I have always hated this line.
Yes, there is only success and failure, but “try” is the superposition that frames the attempt, demonstrating in this case how invested Luke is in the attempt. And more importantly, in many stories and real life, how many attempts will we make before giving up?
Framing it as only success and failure diminishes the determination needed to eventually succeed in the face of many failures. I get its a movie, and showing the try/fail cycle is boring and takes up too much screen time, but living by this principle in a vacuum is damaging.
I always took it more as a sermon on defeatism and belief in one’s own prowess. The quote can be misleading out of context. But if you remember the entire scene, Luke is in a very negative mood. Saying over and over that he can’t lift the X-wing, that it is impossible, what is the point, it is different from lifting small rocks, etc. Yoda is trying to shift Luke’s point of view. There’s no difference between the small feat and the large feat, only that he doesn’t believe himself capable enough to do it. Yoda instead appeals to determination. Do it, failure is not even believing in doing it in the first place—remember the quote is not “success or fail”, it is “do or do not”. Lack of confidence and faith in the force is what is holding Luke back. The quote comes as a response for Luke going “ok, I’ll try” in a completely defeated way. Suggesting he already decided he will fail. Thus Yoda’s scolding, no, don’t try, do it, full send, believe. The unspoken corollary being, if you do it and fail, then just do it again, harder and using what you learned.

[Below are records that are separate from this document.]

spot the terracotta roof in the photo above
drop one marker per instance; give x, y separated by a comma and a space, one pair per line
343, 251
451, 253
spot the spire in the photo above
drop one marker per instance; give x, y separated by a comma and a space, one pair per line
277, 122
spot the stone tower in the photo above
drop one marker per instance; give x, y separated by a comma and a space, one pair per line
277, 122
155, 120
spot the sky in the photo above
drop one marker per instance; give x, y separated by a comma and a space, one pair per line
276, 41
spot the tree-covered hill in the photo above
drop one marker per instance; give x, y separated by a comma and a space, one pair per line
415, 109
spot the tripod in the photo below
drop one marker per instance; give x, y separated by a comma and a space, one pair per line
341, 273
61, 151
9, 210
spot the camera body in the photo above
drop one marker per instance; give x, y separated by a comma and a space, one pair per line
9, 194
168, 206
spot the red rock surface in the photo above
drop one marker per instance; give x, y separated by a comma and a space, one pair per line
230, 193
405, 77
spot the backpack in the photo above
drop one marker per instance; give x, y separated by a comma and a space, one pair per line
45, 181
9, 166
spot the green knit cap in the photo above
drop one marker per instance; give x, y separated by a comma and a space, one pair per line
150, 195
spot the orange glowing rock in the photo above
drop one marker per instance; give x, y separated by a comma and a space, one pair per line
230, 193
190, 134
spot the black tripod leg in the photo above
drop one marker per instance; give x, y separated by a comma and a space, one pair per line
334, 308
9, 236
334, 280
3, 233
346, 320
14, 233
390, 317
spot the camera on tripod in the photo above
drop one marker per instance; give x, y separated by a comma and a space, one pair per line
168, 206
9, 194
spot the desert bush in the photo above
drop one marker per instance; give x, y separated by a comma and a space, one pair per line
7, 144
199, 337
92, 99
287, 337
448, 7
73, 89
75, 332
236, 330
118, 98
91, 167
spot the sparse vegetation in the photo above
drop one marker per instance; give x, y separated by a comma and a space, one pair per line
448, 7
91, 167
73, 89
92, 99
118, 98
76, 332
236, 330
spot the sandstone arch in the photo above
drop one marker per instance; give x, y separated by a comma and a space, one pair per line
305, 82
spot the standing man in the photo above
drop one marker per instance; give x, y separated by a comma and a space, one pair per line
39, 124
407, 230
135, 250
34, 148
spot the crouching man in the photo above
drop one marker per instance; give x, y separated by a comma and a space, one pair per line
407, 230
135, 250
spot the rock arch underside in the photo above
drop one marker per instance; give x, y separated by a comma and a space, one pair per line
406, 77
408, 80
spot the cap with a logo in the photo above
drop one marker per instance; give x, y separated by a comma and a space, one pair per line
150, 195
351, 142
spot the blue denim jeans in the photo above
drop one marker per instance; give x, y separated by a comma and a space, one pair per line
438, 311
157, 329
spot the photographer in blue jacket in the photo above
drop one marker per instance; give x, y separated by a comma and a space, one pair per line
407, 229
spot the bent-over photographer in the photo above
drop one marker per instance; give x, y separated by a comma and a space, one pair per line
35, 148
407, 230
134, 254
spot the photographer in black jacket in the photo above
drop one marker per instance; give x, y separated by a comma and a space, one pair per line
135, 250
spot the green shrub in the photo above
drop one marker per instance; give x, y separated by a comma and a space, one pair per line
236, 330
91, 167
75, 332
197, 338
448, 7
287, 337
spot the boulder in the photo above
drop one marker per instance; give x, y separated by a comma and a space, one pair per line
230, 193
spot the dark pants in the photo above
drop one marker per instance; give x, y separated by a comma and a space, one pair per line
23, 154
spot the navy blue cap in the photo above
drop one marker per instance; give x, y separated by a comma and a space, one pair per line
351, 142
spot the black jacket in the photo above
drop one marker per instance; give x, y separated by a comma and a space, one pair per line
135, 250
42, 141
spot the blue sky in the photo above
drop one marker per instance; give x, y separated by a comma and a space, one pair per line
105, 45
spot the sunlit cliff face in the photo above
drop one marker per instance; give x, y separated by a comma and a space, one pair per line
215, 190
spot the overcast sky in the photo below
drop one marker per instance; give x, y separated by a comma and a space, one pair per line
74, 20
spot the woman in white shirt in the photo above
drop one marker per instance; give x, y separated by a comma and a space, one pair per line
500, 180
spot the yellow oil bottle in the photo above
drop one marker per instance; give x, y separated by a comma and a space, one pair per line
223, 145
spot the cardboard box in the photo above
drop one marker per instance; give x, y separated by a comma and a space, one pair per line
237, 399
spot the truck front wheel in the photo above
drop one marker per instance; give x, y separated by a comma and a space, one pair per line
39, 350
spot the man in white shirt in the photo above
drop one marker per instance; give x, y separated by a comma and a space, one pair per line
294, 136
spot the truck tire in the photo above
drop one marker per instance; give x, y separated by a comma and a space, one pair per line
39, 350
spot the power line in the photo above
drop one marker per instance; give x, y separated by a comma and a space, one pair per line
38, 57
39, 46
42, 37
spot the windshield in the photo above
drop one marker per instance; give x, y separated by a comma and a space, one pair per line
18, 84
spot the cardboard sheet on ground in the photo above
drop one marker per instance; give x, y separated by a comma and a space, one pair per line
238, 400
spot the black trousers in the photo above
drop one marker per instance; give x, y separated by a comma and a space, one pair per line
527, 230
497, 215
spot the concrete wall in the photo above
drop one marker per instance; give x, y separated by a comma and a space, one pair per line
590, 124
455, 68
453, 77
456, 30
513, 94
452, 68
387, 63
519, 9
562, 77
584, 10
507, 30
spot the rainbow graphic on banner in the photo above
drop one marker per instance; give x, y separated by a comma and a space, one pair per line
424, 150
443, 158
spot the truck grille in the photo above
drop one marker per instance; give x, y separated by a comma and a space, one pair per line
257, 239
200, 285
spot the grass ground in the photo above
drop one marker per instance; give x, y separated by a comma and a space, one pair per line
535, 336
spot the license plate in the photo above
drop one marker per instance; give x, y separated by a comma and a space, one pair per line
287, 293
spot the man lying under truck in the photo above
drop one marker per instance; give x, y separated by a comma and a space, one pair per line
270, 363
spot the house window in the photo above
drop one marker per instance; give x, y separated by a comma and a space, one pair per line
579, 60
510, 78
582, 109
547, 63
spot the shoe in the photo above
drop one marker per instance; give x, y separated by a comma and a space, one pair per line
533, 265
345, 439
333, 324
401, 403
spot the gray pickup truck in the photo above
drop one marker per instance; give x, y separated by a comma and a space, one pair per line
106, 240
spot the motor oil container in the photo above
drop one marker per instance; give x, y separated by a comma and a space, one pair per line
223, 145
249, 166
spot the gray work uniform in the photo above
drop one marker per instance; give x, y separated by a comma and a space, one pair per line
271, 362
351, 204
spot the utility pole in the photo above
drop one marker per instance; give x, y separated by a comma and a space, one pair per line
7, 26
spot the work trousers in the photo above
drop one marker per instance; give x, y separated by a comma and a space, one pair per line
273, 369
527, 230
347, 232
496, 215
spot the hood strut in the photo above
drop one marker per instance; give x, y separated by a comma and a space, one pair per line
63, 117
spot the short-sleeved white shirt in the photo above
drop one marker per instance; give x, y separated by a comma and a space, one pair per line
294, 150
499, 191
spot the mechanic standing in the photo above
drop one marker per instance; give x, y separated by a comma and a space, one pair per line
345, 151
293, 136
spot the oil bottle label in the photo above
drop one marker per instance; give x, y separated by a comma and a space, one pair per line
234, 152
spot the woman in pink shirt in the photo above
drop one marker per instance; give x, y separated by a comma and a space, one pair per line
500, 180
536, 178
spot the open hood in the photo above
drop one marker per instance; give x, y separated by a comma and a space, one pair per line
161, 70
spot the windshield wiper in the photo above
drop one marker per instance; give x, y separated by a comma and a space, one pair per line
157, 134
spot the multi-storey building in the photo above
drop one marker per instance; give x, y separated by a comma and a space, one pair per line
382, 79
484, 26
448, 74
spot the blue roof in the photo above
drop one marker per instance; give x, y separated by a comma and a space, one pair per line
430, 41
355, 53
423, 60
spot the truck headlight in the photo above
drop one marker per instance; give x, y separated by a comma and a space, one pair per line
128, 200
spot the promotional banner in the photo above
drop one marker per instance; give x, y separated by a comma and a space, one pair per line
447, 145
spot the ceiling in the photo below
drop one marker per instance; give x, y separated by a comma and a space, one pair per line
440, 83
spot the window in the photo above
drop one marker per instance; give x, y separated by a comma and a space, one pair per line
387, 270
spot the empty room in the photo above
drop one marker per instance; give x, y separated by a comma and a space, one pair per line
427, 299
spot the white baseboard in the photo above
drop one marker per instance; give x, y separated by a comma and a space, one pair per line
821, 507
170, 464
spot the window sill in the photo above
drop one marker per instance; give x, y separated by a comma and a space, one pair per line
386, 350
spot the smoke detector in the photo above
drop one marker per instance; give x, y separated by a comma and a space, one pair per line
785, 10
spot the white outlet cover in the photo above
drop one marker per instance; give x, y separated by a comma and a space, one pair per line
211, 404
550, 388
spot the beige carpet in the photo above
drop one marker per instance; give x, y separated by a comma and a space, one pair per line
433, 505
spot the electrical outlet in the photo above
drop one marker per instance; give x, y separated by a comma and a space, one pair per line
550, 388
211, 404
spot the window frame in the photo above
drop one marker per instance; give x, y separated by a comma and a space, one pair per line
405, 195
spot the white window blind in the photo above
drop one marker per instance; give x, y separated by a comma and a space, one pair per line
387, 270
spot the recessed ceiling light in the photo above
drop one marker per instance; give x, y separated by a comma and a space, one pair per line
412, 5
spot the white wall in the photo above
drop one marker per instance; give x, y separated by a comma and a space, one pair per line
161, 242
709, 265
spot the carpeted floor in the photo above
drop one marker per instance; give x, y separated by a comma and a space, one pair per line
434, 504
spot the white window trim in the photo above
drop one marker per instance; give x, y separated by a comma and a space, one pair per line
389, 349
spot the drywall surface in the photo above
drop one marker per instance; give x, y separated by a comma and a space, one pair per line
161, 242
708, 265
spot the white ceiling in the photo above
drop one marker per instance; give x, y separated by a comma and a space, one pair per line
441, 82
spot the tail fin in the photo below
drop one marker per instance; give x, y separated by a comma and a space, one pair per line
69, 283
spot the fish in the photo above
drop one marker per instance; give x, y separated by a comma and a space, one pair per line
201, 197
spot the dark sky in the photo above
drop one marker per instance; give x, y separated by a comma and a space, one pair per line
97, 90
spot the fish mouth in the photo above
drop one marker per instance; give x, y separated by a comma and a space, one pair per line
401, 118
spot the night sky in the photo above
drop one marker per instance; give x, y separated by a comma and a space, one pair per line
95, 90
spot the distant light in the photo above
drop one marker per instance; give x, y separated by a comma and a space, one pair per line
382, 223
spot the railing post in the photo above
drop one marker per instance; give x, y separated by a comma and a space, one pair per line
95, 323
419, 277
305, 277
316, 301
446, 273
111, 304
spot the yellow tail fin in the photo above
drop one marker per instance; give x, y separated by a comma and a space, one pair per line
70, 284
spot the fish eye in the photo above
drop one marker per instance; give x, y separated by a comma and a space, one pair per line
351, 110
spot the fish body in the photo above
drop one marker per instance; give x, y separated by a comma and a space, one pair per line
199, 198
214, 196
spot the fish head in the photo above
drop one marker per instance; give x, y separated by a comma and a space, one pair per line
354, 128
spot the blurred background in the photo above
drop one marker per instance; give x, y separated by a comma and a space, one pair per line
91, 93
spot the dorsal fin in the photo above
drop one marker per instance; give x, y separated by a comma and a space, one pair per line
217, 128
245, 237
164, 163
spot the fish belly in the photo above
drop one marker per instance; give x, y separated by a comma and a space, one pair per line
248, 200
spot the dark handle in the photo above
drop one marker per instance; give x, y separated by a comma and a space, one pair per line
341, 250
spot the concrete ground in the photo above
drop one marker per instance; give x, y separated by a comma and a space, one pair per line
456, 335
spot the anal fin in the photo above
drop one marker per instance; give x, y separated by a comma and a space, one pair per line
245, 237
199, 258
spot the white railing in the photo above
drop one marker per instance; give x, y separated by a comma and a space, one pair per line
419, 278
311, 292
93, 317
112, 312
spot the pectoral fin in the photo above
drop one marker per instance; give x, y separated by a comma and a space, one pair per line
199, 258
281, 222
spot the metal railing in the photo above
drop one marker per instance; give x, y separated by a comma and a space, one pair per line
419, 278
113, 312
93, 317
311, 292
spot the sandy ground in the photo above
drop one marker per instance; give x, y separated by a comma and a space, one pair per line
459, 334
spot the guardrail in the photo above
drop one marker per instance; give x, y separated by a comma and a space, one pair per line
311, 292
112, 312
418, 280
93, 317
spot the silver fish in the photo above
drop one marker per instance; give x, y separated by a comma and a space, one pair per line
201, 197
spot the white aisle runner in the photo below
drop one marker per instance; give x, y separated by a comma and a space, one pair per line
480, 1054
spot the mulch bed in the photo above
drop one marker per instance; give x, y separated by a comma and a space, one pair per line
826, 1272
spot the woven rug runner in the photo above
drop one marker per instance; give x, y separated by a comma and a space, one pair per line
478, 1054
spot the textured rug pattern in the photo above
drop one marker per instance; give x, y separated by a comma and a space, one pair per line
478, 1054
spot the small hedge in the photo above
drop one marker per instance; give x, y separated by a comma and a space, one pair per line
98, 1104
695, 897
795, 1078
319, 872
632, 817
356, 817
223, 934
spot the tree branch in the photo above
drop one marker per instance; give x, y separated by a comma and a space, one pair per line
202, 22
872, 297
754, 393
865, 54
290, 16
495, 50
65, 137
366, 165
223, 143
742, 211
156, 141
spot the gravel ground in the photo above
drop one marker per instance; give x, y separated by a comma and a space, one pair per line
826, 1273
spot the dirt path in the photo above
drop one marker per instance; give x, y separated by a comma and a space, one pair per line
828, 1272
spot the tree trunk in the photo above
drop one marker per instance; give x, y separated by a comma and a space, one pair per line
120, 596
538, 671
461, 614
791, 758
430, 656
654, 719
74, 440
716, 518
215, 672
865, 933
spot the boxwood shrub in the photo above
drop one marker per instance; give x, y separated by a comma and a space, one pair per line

After Yoda demonstrates that it was possible, after all, Luke says “I don’t believe it”, and Yoda responds “that is why you fail”. The whole point is that believing himself incapable is what is holding Luke back, you have to believe and do the thing. Else you’ll always fail. You suck at playing the violin? well, do it anyway, that’s the only way you’ll get good at playing the violin. Saying I can’t play the violin will only set you up for eternal failure and you will never do it.
It is poignant because the film actually ends in a sort of defeat. The empire seems all powerful and impossible to oppose, but they do it anyway. Afterwards Han Solo is in carbonite, Luke was severely wounded, losing an hand. Hoth is lost, cloud city betrayed them. But instead of being downtrodden and defeated, they end up hopeful and ready to do it again, to face the empire and save their friends. Because they believe in themselves and the force. It is like, the point of the movie.
I continue to draw inspiration from this scene. Even in surprising contexts.
At my work for example, where we develop software for consumers, people are very inclined to this A/B test mindset: “let’s try something and see if it tests well with users.” They act like all the answers are out there and we just need to try a million things until we discover them.
I feel differently. I think we should fixate on big things we KNOW would be valuable to our users, no matter how difficult they may be to accomplish, and COMMIT ourselves to those. If we set our best people on something it WIILL get done and we must have a mindset of MAKING it get done, not just “seeing if” it can be done.
Everyone always says “oh that’s so hard to do and we would invest a lot of effort before we could A/B test it and see if it’s valuable.” So they “try” small shit and look at the numbers, throw most of what they build away, and congratulate themselves for being “data oriented” and ”failing fast” and then they wonder why the product and business are suffering over the long term.